‘In the first six months since the e-Counter system launch, citizens and commercial entities submitted 130,000 cadastre registration requests. Of those, 53,000 were submitted through the notaries’, it was stated at today’s presentation of the new cadastre registration system.

In just half a year, the electronic requests via the e-Counter accounted for 40% of all processing by the Republic Geodetic Authority. Instead of going to the office counter six times, citizens and commercial entities are now getting everything done at the notaries who verify their documentation and submit it electronically to the cadastre.

Moreover, the average time of case processing has been shortened from 25 to 5 days, which ought to impact Serbia’s ranking on the World Bank’s Doing Business List positively.
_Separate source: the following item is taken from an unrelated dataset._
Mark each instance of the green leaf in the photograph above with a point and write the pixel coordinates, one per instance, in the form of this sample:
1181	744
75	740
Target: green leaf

It was the new Cadastre Registration Procedure Act that had facilitated the introduction of the single-counter electronic system for real-estate registration which the notaries access using the Sale of Real-Estate application.

The e-Counter system presentation was held at the office of public notary Ivana Grabež. The presentation was attended by Serbia’s Prime-Minister Ana Brnabić, Justice Minister Nela Kuburović, Minister of Construction, Transport and Infrastructure Zorana Mihajlović and British Ambassador Denis Keefe.

Prime-Minister Brnabić stated that the Government’s goal was to have an efficient and speedy public administration operating in full transparency at the service of citizens and the economy.

Justice Minister Nela Kuburović noted that since the Ministry of Justice developed the Sale of Real-Estate Register in 2014, further progress had been made to effectively eliminate the possibility of a real-estate being sold multiple times, i.e. a single sales contract being certified more than once. She added that with the public notaries now connected to the cadastre, as well as the bailiffs since November 2018, legal security was increased. She said that real-estate owners’ data were up-to-date and that there were no longer any complaints about enforcement measures being imposed on those who/which were not the owners of a given real-estate.

The application enables the notaries to run a search of certified real-estate sales contracts and determine with certainty whether the real-estate in question had been sold since 1 January 2011, thus safeguarding citizens from double sales.

Public notaries have electronic access to the official records held by the Republic Geodetic Authority (RGA) and other public institutions, namely the Business Register Agency, the Ministry of Interior, the Central Register of Mandatory Social Insurance, the Pension-Investment Fund and the Ministry of Public Administration and Local Self-Government. Additionally, all courts have been granted electronic access to the RGA official records.

Citizens’ tax return submissions through the notaries are free of charge. It is the quickest and the simplest way for citizens to meet their tax payment obligations towards the state.

The Ministry of Justice has published a guide for citizens on its website, which contains all the relevant information about the procedure of selling real-estate and the changes to property rights owners.